El miércoles, el crudo Brent cerró a 81,40 dólares, manteniendo su nivel después de una jornada con menos volatilidad en comparación con las anteriores. Los operadores siguen de cerca la situación del conflicto entre Estados Unidos e Israel contra Irán, y su posible repercusión en el tráfico petrolero por el estrecho de Ormuz, un punto estratégico para el comercio energético global.
El martes, los precios del petróleo subieron un 4,71%, superando los 85 dólares por barril, algo que no se observaba desde julio de 2024. El lunes, el incremento fue aún más notable, con un 7,26% de alza, y en la madrugada, el precio llegó a incrementarse más del 13% tras la reacción inicial al ataque conjunto contra Irán, que ha repercutido en otros países de la región.
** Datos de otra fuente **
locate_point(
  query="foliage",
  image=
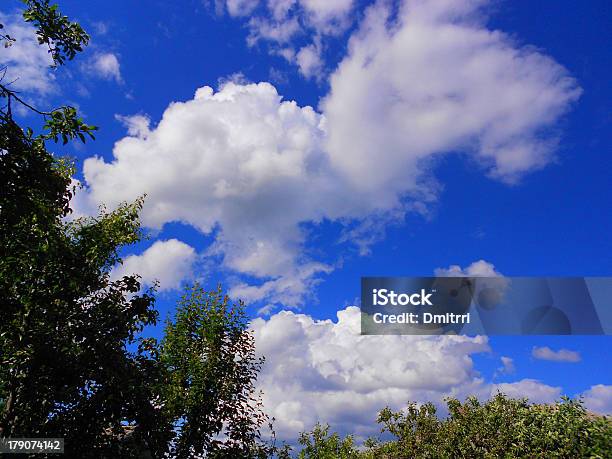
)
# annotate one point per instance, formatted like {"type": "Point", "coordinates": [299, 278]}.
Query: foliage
{"type": "Point", "coordinates": [499, 427]}
{"type": "Point", "coordinates": [209, 393]}
{"type": "Point", "coordinates": [63, 38]}
{"type": "Point", "coordinates": [66, 329]}
{"type": "Point", "coordinates": [319, 444]}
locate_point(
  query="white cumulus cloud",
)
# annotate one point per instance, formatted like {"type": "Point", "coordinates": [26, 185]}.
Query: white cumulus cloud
{"type": "Point", "coordinates": [562, 355]}
{"type": "Point", "coordinates": [480, 268]}
{"type": "Point", "coordinates": [168, 262]}
{"type": "Point", "coordinates": [26, 62]}
{"type": "Point", "coordinates": [105, 66]}
{"type": "Point", "coordinates": [321, 370]}
{"type": "Point", "coordinates": [599, 399]}
{"type": "Point", "coordinates": [252, 169]}
{"type": "Point", "coordinates": [437, 81]}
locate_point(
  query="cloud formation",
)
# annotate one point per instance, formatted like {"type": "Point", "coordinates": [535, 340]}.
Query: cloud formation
{"type": "Point", "coordinates": [28, 65]}
{"type": "Point", "coordinates": [599, 399]}
{"type": "Point", "coordinates": [105, 66]}
{"type": "Point", "coordinates": [562, 355]}
{"type": "Point", "coordinates": [319, 370]}
{"type": "Point", "coordinates": [168, 262]}
{"type": "Point", "coordinates": [480, 268]}
{"type": "Point", "coordinates": [256, 171]}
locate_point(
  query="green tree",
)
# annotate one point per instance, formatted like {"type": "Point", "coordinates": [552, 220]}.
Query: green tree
{"type": "Point", "coordinates": [320, 444]}
{"type": "Point", "coordinates": [500, 427]}
{"type": "Point", "coordinates": [66, 329]}
{"type": "Point", "coordinates": [208, 354]}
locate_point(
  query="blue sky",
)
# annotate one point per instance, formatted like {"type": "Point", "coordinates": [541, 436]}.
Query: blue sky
{"type": "Point", "coordinates": [511, 166]}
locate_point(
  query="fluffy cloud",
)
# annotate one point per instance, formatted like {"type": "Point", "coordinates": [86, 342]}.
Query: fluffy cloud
{"type": "Point", "coordinates": [239, 162]}
{"type": "Point", "coordinates": [479, 268]}
{"type": "Point", "coordinates": [532, 389]}
{"type": "Point", "coordinates": [507, 367]}
{"type": "Point", "coordinates": [436, 81]}
{"type": "Point", "coordinates": [105, 66]}
{"type": "Point", "coordinates": [309, 61]}
{"type": "Point", "coordinates": [168, 262]}
{"type": "Point", "coordinates": [562, 355]}
{"type": "Point", "coordinates": [251, 169]}
{"type": "Point", "coordinates": [27, 63]}
{"type": "Point", "coordinates": [280, 21]}
{"type": "Point", "coordinates": [319, 370]}
{"type": "Point", "coordinates": [239, 8]}
{"type": "Point", "coordinates": [599, 399]}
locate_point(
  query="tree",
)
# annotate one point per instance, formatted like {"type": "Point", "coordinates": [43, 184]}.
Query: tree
{"type": "Point", "coordinates": [208, 354]}
{"type": "Point", "coordinates": [320, 444]}
{"type": "Point", "coordinates": [500, 427]}
{"type": "Point", "coordinates": [65, 328]}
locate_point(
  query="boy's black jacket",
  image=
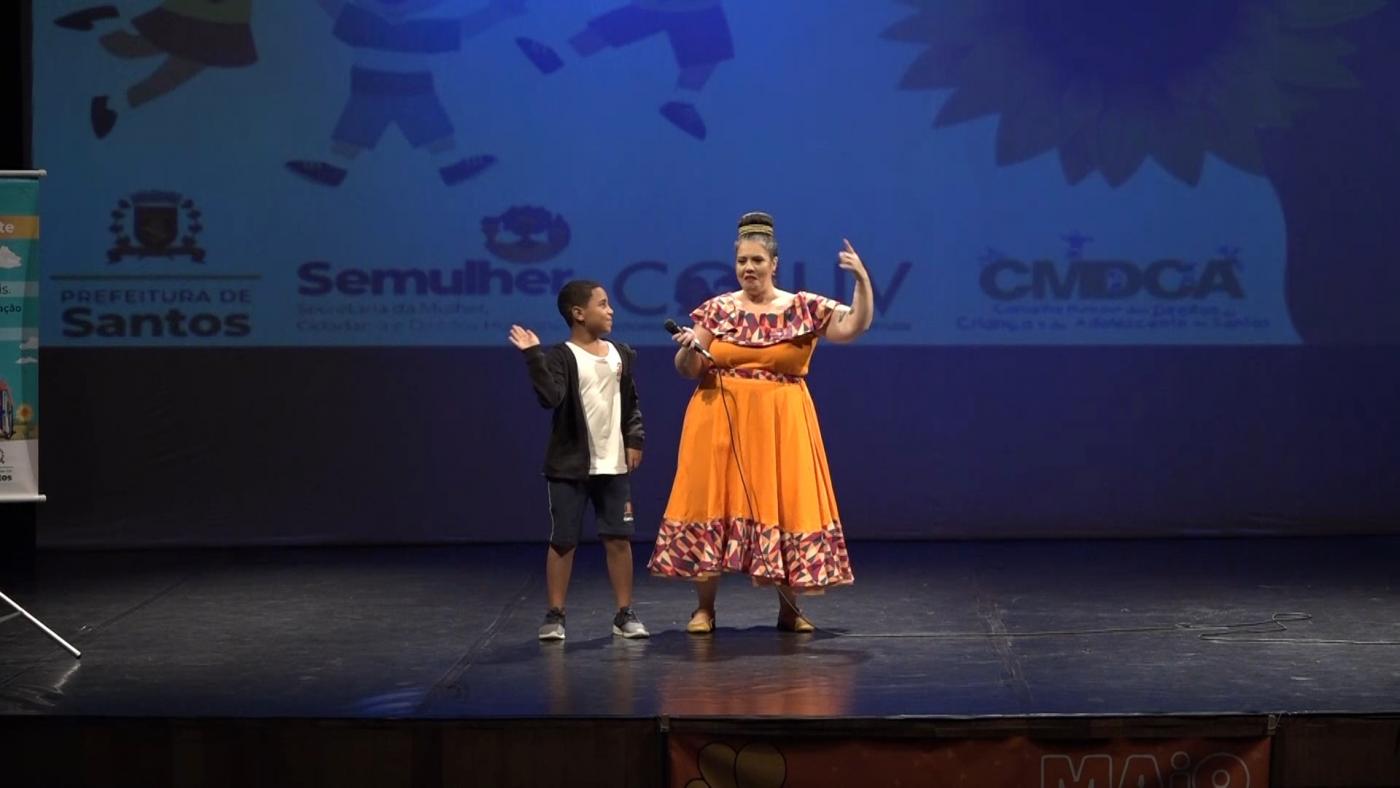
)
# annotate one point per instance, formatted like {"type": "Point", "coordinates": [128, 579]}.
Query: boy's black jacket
{"type": "Point", "coordinates": [555, 375]}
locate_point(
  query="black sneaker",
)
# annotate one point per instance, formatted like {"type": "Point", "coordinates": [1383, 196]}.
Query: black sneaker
{"type": "Point", "coordinates": [627, 624]}
{"type": "Point", "coordinates": [553, 626]}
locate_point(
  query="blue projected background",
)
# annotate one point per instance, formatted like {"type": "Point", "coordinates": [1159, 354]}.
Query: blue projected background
{"type": "Point", "coordinates": [1134, 261]}
{"type": "Point", "coordinates": [1012, 174]}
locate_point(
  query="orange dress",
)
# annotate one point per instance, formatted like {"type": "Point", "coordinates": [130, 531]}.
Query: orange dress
{"type": "Point", "coordinates": [752, 413]}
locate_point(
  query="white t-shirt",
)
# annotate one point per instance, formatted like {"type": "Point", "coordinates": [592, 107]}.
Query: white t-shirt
{"type": "Point", "coordinates": [599, 388]}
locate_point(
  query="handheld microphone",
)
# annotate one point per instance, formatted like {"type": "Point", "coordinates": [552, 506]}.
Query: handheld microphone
{"type": "Point", "coordinates": [674, 329]}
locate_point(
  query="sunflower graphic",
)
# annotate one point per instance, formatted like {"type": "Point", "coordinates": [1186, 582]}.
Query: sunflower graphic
{"type": "Point", "coordinates": [753, 766]}
{"type": "Point", "coordinates": [1109, 83]}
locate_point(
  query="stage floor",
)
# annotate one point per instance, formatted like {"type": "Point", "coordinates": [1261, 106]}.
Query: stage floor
{"type": "Point", "coordinates": [1015, 629]}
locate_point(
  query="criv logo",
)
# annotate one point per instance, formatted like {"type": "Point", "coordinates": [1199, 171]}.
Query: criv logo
{"type": "Point", "coordinates": [699, 282]}
{"type": "Point", "coordinates": [1143, 770]}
Ante el riesgo de interrupciones en el suministro, el presidente estadounidense Donald Trump comunicó que su administración ofrecerá seguros de riesgo político a un costo accesible para las navieras que operen en el estrecho de Ormuz, por donde circula aproximadamente el 20% del petróleo mundial. No obstante, la Casa Blanca no proporcionó fechas específicas para asegurar la navegación. La portavoz, Karoline Leavitt, indicó que la Marina estadounidense escoltaría a los petroleros «cuando sea necesario».
Por su parte, el petróleo intermedio de Texas (WTI) también mostró una importante alza, aumentando un 3,95% antes de la apertura del mercado en Estados Unidos, alcanzando los 77,61 dólares por barril.